Jetson Xavier NX (emmc), CUDA, and Docker

Hi NVIDIA team,

My company and I are using the Xavier NX module for our robot platform, but we are having issues loading our docker image onto the module in order to run our environment. Much of this is related to the 16GB storage space, but we might be able to overcome this with a bit more understanding of the system. On the FAQ, I saw a link to this: Jetson/L4T/Boot From External Device -, but I am still wondering what is the best way to think about the interaction between the module, CUDA, and docker.

The first attempt was to treat the Xavier NX module (emmc) just like the Developer Kit - install CUDA and all SDK components onto it, then try to load the docker container (which also contained CUDA). After flashing everything onto the emmc module, there were something like 6GB of storage space remaining, and our image was less than 5GB, so I figured this would be suitable. However, it seems that the way docker images are loaded requires something like double the actual space they take up, so this was not even close to able to work.

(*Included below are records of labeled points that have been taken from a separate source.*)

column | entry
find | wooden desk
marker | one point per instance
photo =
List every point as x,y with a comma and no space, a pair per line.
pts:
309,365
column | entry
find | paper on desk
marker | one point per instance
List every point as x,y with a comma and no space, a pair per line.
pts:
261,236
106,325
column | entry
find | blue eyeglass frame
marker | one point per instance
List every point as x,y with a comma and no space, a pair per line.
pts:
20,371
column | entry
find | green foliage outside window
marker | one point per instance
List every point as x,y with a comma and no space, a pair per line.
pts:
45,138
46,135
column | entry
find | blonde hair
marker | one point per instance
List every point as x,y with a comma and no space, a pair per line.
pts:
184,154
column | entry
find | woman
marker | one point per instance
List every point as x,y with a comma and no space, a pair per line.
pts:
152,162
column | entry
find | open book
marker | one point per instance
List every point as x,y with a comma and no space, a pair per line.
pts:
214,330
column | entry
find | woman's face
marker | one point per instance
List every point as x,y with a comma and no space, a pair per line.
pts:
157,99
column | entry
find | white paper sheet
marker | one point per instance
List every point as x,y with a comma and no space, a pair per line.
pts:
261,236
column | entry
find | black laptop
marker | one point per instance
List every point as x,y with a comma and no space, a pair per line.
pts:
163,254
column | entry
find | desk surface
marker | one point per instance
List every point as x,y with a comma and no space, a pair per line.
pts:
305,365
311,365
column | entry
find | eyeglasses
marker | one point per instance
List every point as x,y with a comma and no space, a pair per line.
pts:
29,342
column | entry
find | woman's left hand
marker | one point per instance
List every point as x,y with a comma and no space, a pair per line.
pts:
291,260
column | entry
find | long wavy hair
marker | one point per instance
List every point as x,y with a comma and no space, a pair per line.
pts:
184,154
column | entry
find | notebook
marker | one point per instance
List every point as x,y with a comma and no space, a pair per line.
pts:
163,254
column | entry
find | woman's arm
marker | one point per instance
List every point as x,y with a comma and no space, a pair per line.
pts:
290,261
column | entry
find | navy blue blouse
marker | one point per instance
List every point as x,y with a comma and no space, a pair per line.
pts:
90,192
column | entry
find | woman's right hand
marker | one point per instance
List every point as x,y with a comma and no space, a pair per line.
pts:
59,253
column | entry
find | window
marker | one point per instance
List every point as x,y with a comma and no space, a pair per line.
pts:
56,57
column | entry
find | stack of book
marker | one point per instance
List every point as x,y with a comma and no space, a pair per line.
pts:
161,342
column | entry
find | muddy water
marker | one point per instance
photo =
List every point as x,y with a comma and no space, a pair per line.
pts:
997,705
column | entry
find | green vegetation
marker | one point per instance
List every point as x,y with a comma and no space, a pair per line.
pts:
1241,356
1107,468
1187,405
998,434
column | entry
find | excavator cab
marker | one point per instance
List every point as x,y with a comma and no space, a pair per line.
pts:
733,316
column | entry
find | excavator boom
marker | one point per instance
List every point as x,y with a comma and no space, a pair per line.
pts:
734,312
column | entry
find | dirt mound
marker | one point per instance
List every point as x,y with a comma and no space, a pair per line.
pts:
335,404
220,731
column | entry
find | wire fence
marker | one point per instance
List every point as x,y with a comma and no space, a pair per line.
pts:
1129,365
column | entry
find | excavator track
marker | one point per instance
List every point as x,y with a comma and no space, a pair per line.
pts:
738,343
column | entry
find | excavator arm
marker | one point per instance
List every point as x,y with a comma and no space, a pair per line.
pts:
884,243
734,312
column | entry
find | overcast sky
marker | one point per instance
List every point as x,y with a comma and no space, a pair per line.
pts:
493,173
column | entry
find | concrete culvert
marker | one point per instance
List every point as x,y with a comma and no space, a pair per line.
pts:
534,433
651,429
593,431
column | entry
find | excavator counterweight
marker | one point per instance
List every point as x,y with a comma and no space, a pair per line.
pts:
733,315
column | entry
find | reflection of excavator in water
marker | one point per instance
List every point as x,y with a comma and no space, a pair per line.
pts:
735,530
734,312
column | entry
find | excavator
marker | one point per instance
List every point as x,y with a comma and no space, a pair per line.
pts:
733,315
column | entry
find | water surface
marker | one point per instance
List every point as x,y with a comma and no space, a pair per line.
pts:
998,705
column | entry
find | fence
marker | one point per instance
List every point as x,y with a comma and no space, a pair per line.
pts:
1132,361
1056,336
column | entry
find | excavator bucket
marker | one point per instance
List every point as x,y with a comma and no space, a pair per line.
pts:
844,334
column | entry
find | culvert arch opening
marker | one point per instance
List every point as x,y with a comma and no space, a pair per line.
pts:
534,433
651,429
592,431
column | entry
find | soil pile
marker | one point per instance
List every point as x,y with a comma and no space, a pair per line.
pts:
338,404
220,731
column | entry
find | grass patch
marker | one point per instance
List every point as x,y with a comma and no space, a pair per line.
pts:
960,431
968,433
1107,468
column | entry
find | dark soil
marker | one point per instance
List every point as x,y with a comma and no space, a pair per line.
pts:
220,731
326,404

Because CUDA was already installed within our docker image, my next thought was to not install it (or any other SDK components) on the Xavier NX module when flashing the OS onto it. After a fresh flashing of the OS, loading the docker image eventually worked. However, when I tried to then run our CUDA-dependent code within the docker, an error was thrown that meant, at least to me, that it wouldn’t work unless CUDA is flashed onto the “host” system.

Then, I thought that I would try to save the space within the docker image by removing CUDA from it. However, when I tried to run the commands which I have previously used to uninstall CUDA (sudo apt-get --purge remove [nsight, cublas, cuda, nvidia]), it indicated that most of these were not installed in the first place even though /usr/local/cuda and associated folders still existed. Does this mean that CUDA was actually not installed inside the docker, but was just using the “host” machine’s installation? When I tried this, I was using the Developer Kit, which had CUDA installed in “both” places.

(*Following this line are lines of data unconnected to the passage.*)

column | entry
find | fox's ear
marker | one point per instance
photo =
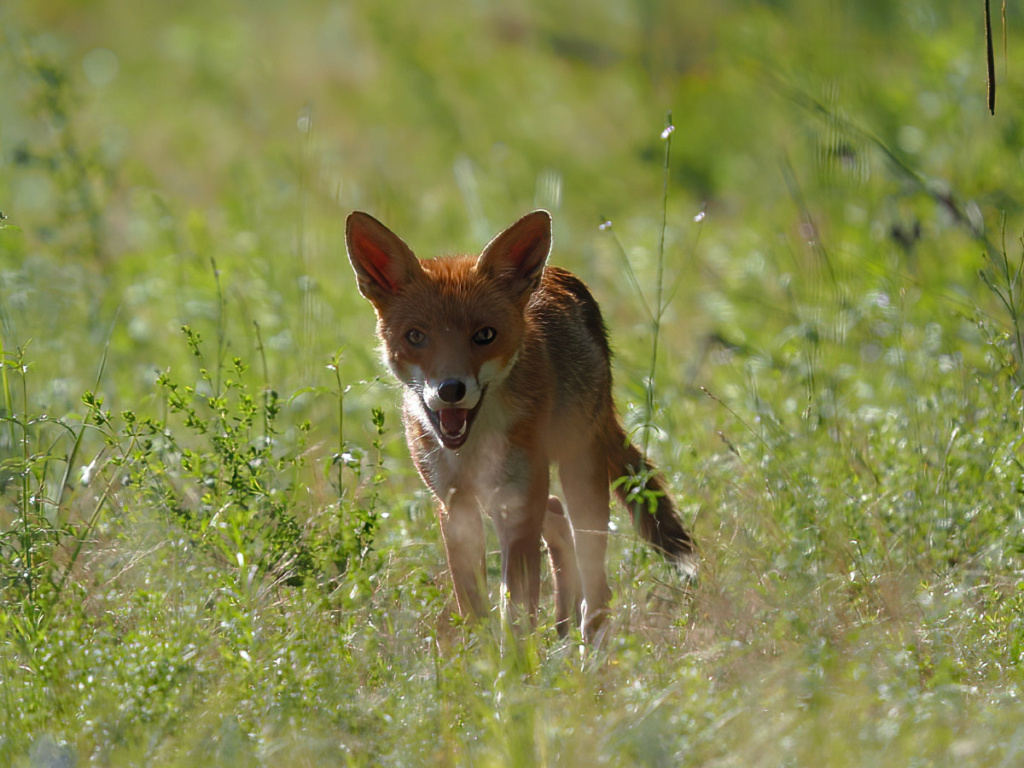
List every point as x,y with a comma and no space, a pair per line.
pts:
520,252
382,261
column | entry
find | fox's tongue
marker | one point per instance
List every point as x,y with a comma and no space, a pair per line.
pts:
453,421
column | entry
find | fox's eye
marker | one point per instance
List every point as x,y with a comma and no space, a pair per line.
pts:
484,336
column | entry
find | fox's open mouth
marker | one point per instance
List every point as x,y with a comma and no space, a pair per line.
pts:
452,424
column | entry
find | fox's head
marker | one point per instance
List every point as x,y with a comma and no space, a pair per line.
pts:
451,327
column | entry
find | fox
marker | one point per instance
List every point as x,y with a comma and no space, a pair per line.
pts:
505,370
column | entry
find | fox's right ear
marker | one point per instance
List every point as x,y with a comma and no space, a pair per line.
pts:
382,261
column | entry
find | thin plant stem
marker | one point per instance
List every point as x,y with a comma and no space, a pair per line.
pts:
655,316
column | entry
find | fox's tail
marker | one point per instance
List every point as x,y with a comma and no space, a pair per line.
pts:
650,506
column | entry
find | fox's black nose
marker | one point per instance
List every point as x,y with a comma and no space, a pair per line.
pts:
452,390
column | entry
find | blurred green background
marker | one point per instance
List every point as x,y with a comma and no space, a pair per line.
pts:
837,391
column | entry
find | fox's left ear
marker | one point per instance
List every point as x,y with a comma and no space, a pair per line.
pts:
519,253
383,263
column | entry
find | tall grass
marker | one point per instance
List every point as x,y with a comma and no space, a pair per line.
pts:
214,550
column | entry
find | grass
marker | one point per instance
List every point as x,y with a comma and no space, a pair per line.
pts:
213,549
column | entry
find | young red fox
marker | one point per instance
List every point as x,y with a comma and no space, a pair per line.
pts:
505,366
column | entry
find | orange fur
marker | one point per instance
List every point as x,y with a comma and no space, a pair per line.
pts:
506,370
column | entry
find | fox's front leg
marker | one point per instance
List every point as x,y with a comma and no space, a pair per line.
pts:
519,519
462,529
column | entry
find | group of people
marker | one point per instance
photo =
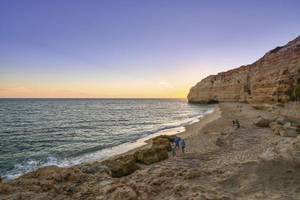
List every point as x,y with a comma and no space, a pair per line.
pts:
177,144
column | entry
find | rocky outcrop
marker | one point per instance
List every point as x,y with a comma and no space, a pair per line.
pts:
270,80
121,166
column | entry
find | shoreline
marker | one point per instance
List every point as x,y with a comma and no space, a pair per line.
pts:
188,131
119,150
221,162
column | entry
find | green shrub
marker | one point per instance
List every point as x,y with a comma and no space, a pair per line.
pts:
296,92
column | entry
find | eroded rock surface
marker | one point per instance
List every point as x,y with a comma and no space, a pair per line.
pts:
270,80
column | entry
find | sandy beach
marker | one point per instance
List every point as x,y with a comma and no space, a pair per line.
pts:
221,162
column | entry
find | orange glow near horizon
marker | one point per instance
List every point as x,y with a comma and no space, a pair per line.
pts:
159,90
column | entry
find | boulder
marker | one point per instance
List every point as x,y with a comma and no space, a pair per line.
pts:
287,125
276,127
220,142
4,188
151,155
288,132
93,168
162,142
121,166
124,193
262,122
281,120
56,174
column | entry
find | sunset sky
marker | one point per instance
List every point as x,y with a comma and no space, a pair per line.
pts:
133,48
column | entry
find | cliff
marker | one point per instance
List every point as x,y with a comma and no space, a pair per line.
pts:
269,80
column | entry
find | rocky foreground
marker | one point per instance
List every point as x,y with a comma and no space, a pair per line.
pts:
260,160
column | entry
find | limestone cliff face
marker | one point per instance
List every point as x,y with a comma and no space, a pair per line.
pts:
271,79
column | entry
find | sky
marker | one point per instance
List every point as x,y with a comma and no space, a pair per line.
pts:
133,48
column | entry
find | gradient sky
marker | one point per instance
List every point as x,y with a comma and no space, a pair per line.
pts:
133,48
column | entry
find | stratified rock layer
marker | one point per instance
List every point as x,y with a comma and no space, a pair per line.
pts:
270,80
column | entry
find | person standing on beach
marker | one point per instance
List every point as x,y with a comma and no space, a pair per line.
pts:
173,148
177,141
182,145
238,124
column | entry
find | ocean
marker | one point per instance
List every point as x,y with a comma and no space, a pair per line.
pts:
65,132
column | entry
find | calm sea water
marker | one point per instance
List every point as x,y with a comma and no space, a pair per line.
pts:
35,133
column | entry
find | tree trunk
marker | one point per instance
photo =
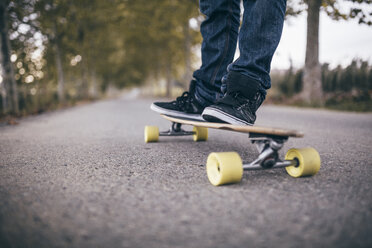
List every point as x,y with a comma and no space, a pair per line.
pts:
312,84
10,84
93,87
60,73
188,71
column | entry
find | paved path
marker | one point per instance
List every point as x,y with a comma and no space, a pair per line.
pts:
83,177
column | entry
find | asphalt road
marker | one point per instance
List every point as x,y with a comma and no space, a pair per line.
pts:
83,177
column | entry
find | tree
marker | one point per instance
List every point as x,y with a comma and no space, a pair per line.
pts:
10,96
312,88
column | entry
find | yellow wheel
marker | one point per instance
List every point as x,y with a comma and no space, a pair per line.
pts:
151,134
308,162
224,168
201,133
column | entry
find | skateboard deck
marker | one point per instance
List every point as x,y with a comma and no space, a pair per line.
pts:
227,167
237,128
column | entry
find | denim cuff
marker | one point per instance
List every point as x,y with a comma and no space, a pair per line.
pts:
246,85
205,94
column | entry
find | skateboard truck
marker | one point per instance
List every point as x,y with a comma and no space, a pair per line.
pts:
227,167
176,130
268,147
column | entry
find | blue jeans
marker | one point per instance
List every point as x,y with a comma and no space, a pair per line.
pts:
258,37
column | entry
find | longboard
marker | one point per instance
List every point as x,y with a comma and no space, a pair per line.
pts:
227,167
237,128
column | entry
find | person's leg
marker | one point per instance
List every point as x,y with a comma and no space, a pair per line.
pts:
220,34
248,77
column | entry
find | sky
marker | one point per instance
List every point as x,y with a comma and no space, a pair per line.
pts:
339,42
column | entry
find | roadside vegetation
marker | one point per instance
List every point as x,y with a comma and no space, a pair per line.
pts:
59,53
348,88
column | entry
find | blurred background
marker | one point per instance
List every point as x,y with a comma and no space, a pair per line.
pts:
57,53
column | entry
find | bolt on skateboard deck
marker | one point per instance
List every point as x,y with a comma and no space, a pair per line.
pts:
227,167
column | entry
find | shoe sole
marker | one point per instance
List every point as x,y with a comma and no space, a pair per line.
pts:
176,113
225,117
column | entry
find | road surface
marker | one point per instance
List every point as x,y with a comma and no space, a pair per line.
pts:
83,177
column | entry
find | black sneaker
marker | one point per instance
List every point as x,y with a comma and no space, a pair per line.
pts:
234,108
185,106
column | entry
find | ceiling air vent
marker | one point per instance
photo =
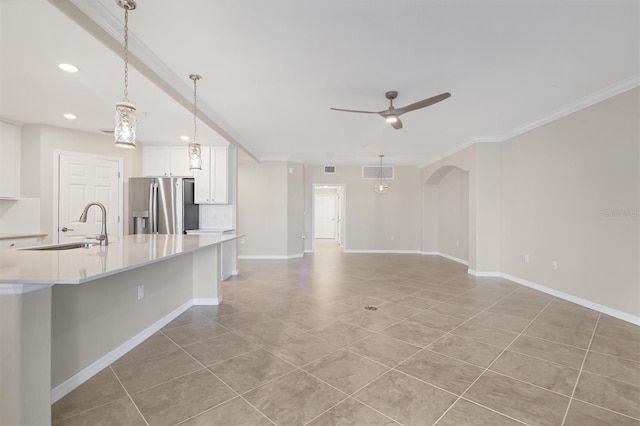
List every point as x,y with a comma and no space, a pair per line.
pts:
372,172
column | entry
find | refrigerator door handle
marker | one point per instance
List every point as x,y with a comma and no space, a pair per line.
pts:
153,203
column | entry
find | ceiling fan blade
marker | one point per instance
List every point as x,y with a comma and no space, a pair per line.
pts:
397,124
354,110
423,103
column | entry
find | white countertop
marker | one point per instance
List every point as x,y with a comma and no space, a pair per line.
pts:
5,236
76,266
208,230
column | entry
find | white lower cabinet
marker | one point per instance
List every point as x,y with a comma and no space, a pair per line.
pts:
212,181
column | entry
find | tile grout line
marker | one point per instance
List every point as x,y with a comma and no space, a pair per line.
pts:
493,410
455,328
396,365
130,397
496,358
223,382
607,409
584,359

So, with this background, my main questions are: 1) How should we approach running CUDA-dependent code from within a docker image on Jetson Xavier NX? 2) Should CUDA be installed outside the docker container (on the host), inside the container/image, or both? 3) Will future versions of similar Jetson modules have larger storage space, so these issues will be easier to overcome?

Please let me know if you have any insight into these matters.

Best wishes,

Daniel Freer


In general, we install the CUDA library on the Jeston directly.
And mount the library into the docker for saving the size.

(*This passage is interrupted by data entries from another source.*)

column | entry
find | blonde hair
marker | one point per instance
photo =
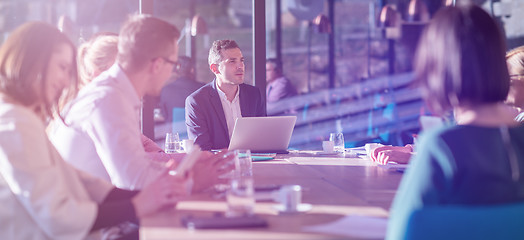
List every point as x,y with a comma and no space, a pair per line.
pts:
143,38
24,59
515,59
96,55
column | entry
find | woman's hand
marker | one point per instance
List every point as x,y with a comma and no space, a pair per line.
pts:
383,155
162,193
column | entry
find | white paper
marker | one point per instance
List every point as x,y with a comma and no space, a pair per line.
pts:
365,227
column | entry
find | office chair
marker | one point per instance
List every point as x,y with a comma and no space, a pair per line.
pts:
467,222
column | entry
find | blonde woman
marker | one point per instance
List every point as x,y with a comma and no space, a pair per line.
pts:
42,196
515,61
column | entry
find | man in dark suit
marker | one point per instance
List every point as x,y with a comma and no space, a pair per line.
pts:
212,110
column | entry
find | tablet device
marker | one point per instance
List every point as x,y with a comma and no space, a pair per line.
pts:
187,162
221,222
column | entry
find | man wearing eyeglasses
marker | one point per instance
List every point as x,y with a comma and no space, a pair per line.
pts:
101,135
515,61
212,110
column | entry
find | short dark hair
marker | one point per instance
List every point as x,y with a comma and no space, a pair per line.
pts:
142,38
460,59
277,63
215,52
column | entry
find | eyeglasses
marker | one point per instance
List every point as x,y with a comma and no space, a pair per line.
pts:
517,76
176,65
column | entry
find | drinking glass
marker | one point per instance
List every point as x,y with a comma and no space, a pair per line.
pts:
243,165
240,196
172,143
338,140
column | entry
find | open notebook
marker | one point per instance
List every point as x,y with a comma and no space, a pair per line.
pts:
263,134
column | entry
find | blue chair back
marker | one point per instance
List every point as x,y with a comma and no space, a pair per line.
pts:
467,222
179,122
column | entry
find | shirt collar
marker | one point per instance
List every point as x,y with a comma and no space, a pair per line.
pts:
223,94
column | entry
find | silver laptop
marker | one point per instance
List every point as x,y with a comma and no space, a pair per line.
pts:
263,134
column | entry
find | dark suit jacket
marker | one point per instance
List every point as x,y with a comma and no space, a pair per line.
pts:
174,95
205,119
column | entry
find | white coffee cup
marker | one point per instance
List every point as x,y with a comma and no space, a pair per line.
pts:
370,147
290,196
328,146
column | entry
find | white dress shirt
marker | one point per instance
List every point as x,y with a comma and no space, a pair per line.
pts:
102,136
231,109
42,197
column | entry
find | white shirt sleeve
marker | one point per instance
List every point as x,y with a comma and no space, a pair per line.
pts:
37,177
115,134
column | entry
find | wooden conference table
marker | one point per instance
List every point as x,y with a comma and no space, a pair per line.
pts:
335,186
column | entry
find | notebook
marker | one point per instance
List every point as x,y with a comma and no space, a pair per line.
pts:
263,134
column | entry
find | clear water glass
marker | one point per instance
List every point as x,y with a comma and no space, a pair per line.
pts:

This can be done by launching the docker with --runtime nvidia.
You can find some examples to create a container for Jetson below:


Hi AastaLLL,

Thanks for your reply. Yes, I actually used these containers as the base environment, but modified it to include other packages and SDKs that are necessary (such as ROS and pytorch), and I also used the --runtime nvidia command when creating a new container. I eventually got an image/container that worked on Xavier Development Kit, so commited the container and saved the docker image to a tar.gz file so that I could upload it to Xavier NX (emmc). When I ran this image to create a new docker container on the emmc version, cuda and cuda-10.2 are still inside the container (at /usr/local/), but it seems like they can’t be detected. Should I remove these in order to save space in the docker image, so that I can install CUDA via the flashing process? What is the best way to remove them (apt --purge remove did not work)? Does using the --runtime nvidia command actually alter the docker container/image the next time you commit it?



If you use --runtime nvidia with the container shared above.
You can find the CUDA library in /usr/local/ since docker has mounted it from the Jetson host.
And it cannot be removed since it is mounted rather than installed.

It’s recommended to install CUDA via the flashing process.
And access it within docker through mounting.
This can reduce image size as well as avoid some CUDA dependency issues.